Its roughly a year since we (Claire Gordon and I plus a collective of academics from King’s & LSE) published the Manifesto for the Essay in the Age of AI. Despite improvements in the tech AND often pretty compelling evidence and arguments for the reduction of take home, long form writing in summative assessments, I STILL maintain the essay has a role as I did this time last year. On one of the pages of the AI in Education short course authored by colleagues at King’s from the Institute of Psychiatry, Psychology & Neuroscience (Brenda Williams) and Faculty of Dentistry, Oral & Craniofacial Sciences (Pinsuda Srisontisuk and Isabel Miletich) they detail patterns of student AI usage. They end with a suggestion that participants take a structured approach to analysing the Manifesto and the outcome is around 150 responses (to date) offerring a broad range of thoughts and ideas from educators working across disciplines and educational levels across the world. This was the forum prompt:

Is the essay dead?

The manifesto above argues that this is not the case, but many believe that long form writing is no longer a reliable way to assess students. What do you think?

Although contributors come from diverse contexts, some shared patterns and tensions really stand out which I share below. I finish with a wee bit of my own flag waving (seems to be a popular pastime recently).

Sentiment balance

The overwhelming sentiment is broad agreement and reformist.

  • Most participants explicitly reject the idea that “the essay is dead”. They value essays for nurturing critical thinking, argumentation, independence and the ability to sustain a coherent structure.
  • A minority voice expresses stronger doubts, usually linked to practical issues (e.g. heavy marking loads, students’ shrinking reading stamina, or the ease of AI-generated text) and call for greater diversification of assessment.
  • There is also a strand of cautious pragmatism: many see the need for significant redesign of both teaching and assessment to remain relevant and credible.

In short, the mood is hopeful and constructive rather than nostalgic or doom ‘n’ gloom. The essay is not to be discarded but has to be re-imagined.

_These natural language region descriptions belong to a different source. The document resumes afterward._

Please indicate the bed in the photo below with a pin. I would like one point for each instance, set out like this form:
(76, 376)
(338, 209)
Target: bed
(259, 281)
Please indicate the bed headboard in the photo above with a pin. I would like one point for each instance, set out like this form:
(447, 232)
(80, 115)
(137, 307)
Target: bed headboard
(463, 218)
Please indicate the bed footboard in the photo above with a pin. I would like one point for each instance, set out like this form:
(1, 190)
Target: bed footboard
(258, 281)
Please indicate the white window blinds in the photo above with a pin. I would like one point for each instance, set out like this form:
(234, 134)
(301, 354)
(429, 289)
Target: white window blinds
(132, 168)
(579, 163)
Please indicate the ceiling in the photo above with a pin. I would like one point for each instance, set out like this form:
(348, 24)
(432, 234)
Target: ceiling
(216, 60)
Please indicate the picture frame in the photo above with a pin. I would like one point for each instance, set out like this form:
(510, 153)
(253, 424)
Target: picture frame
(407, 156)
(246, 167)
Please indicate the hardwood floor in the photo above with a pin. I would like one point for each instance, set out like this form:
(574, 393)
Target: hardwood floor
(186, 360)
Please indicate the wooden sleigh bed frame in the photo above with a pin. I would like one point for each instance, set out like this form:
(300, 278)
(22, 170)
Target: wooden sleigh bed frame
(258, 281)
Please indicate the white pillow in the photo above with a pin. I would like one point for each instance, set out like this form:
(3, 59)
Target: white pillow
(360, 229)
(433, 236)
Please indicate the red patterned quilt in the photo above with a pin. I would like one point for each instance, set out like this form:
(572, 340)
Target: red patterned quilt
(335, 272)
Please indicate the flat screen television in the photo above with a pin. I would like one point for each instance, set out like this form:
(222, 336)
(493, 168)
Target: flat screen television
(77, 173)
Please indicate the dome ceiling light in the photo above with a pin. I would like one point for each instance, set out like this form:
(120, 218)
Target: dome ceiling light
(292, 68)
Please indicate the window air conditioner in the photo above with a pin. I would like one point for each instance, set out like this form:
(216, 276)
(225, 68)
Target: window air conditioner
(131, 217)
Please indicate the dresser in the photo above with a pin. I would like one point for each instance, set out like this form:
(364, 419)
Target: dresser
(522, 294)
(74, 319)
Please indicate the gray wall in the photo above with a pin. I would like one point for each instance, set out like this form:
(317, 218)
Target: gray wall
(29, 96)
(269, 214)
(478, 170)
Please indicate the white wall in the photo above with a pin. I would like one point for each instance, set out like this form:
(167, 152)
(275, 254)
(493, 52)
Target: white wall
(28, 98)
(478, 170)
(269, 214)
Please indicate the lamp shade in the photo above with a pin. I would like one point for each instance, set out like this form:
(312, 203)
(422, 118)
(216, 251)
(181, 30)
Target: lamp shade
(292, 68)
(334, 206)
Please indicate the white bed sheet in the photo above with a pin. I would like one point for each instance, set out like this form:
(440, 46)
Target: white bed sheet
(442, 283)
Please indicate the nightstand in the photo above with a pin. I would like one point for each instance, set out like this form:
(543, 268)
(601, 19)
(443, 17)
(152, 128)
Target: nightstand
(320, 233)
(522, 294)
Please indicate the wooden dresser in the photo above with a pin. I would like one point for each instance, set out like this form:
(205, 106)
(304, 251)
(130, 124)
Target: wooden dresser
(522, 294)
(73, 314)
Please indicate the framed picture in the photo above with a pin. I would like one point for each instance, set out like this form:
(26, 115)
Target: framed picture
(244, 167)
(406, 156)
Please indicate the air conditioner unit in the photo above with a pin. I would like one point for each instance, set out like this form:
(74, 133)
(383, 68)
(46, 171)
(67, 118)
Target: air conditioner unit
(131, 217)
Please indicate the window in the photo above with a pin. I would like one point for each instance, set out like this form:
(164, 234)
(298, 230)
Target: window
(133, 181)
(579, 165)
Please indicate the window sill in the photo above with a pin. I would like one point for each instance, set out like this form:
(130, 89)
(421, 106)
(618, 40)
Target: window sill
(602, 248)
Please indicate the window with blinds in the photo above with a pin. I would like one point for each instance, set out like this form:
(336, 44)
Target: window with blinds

Here are a couple of sample responses:

Not quite dead, no. I think of essays as a ‘thinking tool’ – it’s a difficult cognitive task, but a worthwhile one. I think, as mentioned in the study, an evolution towards ‘process orientated’ assessment could be the saviour of the essay. Perhaps a movement away from the product (an essay itself) being the sole provider of a summative grade is what’s needed. Thinking of coursework, planning, supervisor meetings and a reflective journal on how their understanding developed over the process of researching, synthesising, planning, writing and redrafting could be included. (JF)

In their current form, many take-home essay assessments no long reliably measure a students’ learning, nor mirror the skills students need for the workplace (as has arguably always been the case for many subjects). I wonder if students may increasingly struggle to see the value of writing essays too. However, I do value the thought processes that go into crafting long form writing. I think if essays are thoughtfully redesigned and include an element of choice for the learner, perhaps with the need to draw on some in-house case study or locally significant issue, then essays are not necessarily dead.(AM)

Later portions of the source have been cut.